A practice theory approach to gambling provides a means to do this. Practice theory theorises that a practice is comprised of multiple elements such as bodily and mental activities, the use of materials, knowledge and language, power and agency, and spaces and places. Considering all of these factors can help us to understand how and why a particular behaviour becomes habitual and routinised.

To explore this further, we used a contemporary UK cohort study to investigate the antecedents of gambling. Participants aged 17-24 years completed computer-administered gambling surveys in research clinics, and online. Multiple imputation techniques were used to reduce attrition bias. Univariable analyses on child, parental and SES antecedents to gambling were conducted using chi-square tests and ANOVA.

The results showed that a range of factors were associated with gambling, although none were found to be strongly predictive of gambling at any age. The most significant antecedents were the presence of family members with gambling problems and lower educational attainment. However, there was considerable within-person variation in gambling and preferences for different types of gambling.
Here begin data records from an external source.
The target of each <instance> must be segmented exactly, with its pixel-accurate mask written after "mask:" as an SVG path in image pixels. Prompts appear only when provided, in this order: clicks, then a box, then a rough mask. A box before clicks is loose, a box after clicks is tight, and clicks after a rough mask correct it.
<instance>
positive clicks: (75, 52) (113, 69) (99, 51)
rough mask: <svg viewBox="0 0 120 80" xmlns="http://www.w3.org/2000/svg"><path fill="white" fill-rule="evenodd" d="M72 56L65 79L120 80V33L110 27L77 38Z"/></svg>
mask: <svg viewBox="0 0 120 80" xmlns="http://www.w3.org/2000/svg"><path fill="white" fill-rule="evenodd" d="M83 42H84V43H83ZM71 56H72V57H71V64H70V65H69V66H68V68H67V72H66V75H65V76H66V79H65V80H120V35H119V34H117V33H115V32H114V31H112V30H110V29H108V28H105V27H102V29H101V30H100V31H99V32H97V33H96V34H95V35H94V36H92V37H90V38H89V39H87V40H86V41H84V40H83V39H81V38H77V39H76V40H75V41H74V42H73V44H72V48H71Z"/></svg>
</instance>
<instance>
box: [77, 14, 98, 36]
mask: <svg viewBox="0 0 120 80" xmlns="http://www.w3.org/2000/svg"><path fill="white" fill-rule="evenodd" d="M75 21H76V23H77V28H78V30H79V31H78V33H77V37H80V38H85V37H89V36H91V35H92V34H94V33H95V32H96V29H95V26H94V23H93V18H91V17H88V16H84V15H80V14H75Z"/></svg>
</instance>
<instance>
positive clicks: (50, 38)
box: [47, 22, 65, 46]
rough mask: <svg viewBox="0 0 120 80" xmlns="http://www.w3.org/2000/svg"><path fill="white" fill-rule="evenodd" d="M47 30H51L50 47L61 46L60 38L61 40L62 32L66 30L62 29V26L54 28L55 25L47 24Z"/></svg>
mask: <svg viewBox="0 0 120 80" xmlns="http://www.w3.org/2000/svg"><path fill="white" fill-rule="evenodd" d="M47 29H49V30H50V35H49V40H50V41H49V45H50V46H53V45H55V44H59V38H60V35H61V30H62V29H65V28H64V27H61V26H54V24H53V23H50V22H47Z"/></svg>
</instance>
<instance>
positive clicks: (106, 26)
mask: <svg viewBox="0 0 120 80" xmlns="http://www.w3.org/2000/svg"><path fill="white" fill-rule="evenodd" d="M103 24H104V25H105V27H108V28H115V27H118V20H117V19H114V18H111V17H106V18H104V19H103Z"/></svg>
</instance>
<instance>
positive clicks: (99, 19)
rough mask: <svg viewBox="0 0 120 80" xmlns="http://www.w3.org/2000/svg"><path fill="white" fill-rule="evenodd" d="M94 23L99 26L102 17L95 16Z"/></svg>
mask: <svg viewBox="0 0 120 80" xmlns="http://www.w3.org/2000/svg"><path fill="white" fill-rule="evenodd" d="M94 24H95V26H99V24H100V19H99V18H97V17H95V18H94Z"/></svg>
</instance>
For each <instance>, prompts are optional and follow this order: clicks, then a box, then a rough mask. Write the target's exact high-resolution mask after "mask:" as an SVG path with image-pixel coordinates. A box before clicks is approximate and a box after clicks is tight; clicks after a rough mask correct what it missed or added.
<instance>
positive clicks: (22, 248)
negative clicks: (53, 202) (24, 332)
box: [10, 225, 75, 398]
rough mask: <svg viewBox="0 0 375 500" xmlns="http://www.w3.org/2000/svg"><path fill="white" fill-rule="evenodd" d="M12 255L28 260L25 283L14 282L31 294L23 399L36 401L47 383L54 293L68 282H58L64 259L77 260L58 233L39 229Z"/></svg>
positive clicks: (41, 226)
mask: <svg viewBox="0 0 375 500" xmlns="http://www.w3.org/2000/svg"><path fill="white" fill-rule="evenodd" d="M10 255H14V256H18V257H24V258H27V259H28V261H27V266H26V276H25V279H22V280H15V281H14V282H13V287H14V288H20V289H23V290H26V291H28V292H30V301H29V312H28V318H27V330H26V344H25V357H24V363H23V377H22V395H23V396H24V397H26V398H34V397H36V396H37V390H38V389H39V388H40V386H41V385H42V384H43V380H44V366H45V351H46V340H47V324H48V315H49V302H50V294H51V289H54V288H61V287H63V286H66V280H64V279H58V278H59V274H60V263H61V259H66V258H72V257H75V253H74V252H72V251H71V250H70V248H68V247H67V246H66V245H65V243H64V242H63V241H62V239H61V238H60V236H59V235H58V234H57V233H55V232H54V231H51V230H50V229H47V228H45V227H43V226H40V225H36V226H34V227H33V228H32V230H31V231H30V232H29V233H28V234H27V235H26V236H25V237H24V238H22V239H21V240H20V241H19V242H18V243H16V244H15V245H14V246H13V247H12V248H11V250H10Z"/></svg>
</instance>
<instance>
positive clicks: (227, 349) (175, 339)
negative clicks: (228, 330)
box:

Future research should investigate whether it is possible to use a nexus of practices approach to identify additional determinants of gambling and to examine changing patterns over time. In the meantime, individuals experiencing a problem with gambling can seek assistance and recovery from a number of services that offer support and counselling. For example, inpatient or residential treatment and rehabilitation programmes are available for those who can’t control their gambling behaviours without round the clock support. It is also important to try and find other healthy ways to relieve unpleasant feelings and overcome boredom, such as exercising, spending time with friends who don’t gamble or learning relaxation techniques.